Index(['timestamp', 'company', 'level', 'title', 'totalyearlycompensation',
       'location', 'yearsofexperience', 'yearsatcompany', 'tag', 'basesalary',
       'stockgrantvalue', 'bonus', 'gender', 'otherdetails', 'cityid', 'dmaid',
       'rowNumber', 'Masters_Degree', 'Bachelors_Degree', 'Doctorate_Degree',
       'Highschool', 'Some_College', 'Race_Asian', 'Race_White',
       'Race_Two_Or_More', 'Race_Black', 'Race_Hispanic', 'Race', 'Education'],
      dtype='object')

First, I just dropping columns in Data Frame, such as race, bonus, stock, other details, and tags, which are not used in the project. Now I just considering "Education level", "Location", "Years of experience", "Gender" and "Company" total yearly compensation. my data cleaning process began by filtering for "Software Engineer" in data set, which left with about 41231 data entries.

In [4]:
dfp1 = df[df["title"] == "Software Engineer"]
filtered_columns = ["title", 'level', "company", "location", "yearsofexperience", "totalyearlycompensation",
                    "gender", "Doctorate_Degree", "Masters_Degree", "Bachelors_Degree", "tag"]
dfp2 = dfp1[filtered_columns]
print(dfp2.shape)
dfp2

(41231, 11)


Unnamed: 0,title,level,company,location,yearsofexperience,totalyearlycompensation,gender,Doctorate_Degree,Masters_Degree,Bachelors_Degree,tag
1,Software Engineer,SE 2,eBay,"San Francisco, CA",5.0,100000,,0,0,0,
4,Software Engineer,60,Microsoft,"Mountain View, CA",5.0,157000,,0,0,0,
5,Software Engineer,63,Microsoft,"Seattle, WA",8.5,208000,,0,0,0,
7,Software Engineer,62,Microsoft,"Seattle, WA",4.0,156000,,0,0,0,
8,Software Engineer,59,Microsoft,"Redmond, WA",3.0,120000,,0,0,0,
...,...,...,...,...,...,...,...,...,...,...,...
62637,Software Engineer,T4,Google,"Seattle, WA",10.0,327000,,0,0,0,Distributed Systems (Back-End)
62638,Software Engineer,62,Microsoft,"Redmond, WA",2.0,237000,,0,0,0,Full Stack
62639,Software Engineer,63,MSFT,"Seattle, WA",14.0,220000,,0,0,0,Full Stack
62640,Software Engineer,Lead MTS,Salesforce,"San Francisco, CA",8.0,280000,,0,0,0,iOS


In [5]:
form_state_one = r'(\w+\s)*(\w+),\s([A-Z]{2})$'
matches_form_one = dfp2.location.str.contains(form_state_one, flags=re.IGNORECASE, na=False)
no_form_one = dfp2.location.str.contains(form_state_one, flags=re.IGNORECASE, na=False).sum()
print(no_form_one)

form_state_two = r'(\w+\s)*(\w+),\s([A-Z]{2}),\s(\w+)'
matches_form_two = dfp2.location.str.contains(form_state_two, flags=re.IGNORECASE, na=False)
no_form_two = dfp2.location.str.contains(form_state_two, flags=re.IGNORECASE, na=False).sum()
print(no_form_two)


dfp2.location[~matches_form_one & ~matches_form_two]

34244
6978


  matches_form_one = dfp2.location.str.contains(form_state_one, flags=re.IGNORECASE, na=False)
  no_form_one = dfp2.location.str.contains(form_state_one, flags=re.IGNORECASE, na=False).sum()
  matches_form_two = dfp2.location.str.contains(form_state_two, flags=re.IGNORECASE, na=False)
  no_form_two = dfp2.location.str.contains(form_state_two, flags=re.IGNORECASE, na=False).sum()
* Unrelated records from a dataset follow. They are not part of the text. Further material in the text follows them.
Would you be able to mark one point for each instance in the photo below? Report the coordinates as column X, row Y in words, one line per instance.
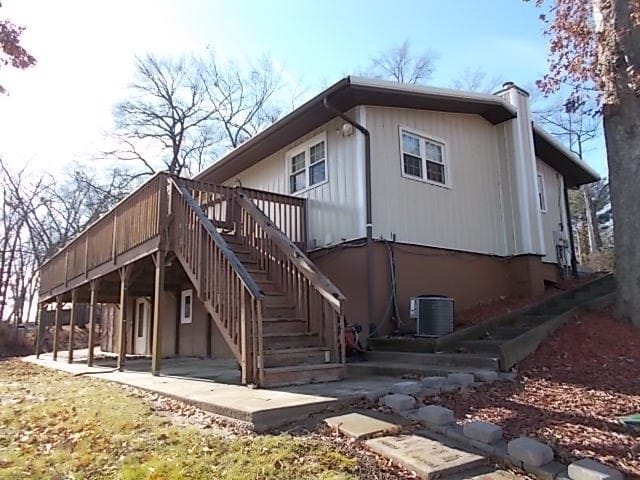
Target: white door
column 142, row 324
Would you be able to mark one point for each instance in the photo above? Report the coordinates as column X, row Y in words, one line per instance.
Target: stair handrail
column 239, row 268
column 324, row 286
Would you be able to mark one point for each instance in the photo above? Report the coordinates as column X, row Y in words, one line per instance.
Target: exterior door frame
column 142, row 326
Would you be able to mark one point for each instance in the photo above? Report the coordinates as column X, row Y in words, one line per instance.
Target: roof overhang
column 563, row 160
column 344, row 95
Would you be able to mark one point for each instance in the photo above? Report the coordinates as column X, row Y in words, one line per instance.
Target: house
column 368, row 194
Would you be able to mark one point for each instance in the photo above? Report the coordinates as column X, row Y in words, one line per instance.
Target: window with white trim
column 186, row 306
column 423, row 158
column 542, row 199
column 307, row 164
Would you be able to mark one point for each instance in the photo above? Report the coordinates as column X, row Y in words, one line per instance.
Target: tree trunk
column 622, row 136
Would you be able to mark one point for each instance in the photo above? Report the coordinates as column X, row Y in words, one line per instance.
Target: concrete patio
column 214, row 386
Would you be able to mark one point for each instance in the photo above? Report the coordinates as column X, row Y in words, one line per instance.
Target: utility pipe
column 369, row 219
column 574, row 262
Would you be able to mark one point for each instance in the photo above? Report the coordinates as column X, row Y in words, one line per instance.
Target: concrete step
column 303, row 374
column 394, row 369
column 284, row 325
column 438, row 360
column 530, row 321
column 402, row 344
column 504, row 333
column 489, row 346
column 289, row 357
column 277, row 341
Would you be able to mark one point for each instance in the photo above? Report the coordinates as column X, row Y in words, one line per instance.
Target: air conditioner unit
column 433, row 315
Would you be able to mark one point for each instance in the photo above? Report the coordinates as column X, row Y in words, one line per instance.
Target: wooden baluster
column 93, row 285
column 56, row 327
column 72, row 322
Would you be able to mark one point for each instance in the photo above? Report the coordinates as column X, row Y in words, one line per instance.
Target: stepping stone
column 436, row 415
column 462, row 379
column 484, row 432
column 530, row 451
column 428, row 458
column 486, row 375
column 433, row 382
column 587, row 469
column 406, row 388
column 359, row 426
column 398, row 402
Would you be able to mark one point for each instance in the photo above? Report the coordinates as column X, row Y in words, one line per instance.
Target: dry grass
column 55, row 426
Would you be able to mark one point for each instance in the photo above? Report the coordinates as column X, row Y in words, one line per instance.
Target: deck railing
column 229, row 293
column 132, row 222
column 317, row 300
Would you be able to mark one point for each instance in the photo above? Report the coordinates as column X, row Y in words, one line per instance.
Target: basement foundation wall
column 469, row 278
column 190, row 338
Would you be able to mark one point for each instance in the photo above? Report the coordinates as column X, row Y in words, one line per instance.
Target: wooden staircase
column 279, row 315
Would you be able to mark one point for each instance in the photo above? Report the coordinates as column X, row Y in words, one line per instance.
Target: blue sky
column 59, row 111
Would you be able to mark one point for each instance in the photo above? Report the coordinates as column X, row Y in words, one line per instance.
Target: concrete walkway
column 213, row 385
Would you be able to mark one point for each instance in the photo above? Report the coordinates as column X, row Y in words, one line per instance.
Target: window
column 542, row 199
column 186, row 306
column 307, row 164
column 423, row 158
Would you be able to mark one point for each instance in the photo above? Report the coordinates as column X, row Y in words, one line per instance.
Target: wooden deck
column 233, row 244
2336     Chennai, undefined, India
2447      Copenhagen , SK, Denmark
2464     Chennai, undefined, India
3602     Chennai, undefined, India
9075              Tel Aviv, Israel
9224     Chennai, undefined, India
13223     Copenhagen , SK, Denmark
60480     Copenhagen , SK, Denmark
61625     Copenhagen , SK, Denmark
Name: location, dtype: object

In [6]:
def US_location_to_state(city):
    # if input is of the form $###,###,###
    if re.match(form_state_one, city, flags=re.IGNORECASE):

        # remove city name and commas
        state = re.sub('(\w+\s)*(\w+),\s','', city)
        
        # return state
        return state
    # otherwise, return NaN
    else:
        return np.nan
    

def location_to_city(city):
    # if input is of the form $###,###,###
    if re.match(form_state_one, city, flags=re.IGNORECASE):

        # remove city name and commas
        city = re.sub(',\s([A-Z]{2})$','', city)
        
        # return state
        return city
    # otherwise, return NaN
    else:
        return np.nan

In [7]:
dfp3 = dfp2.loc[dfp2.location != "Tel Aviv, Israel"]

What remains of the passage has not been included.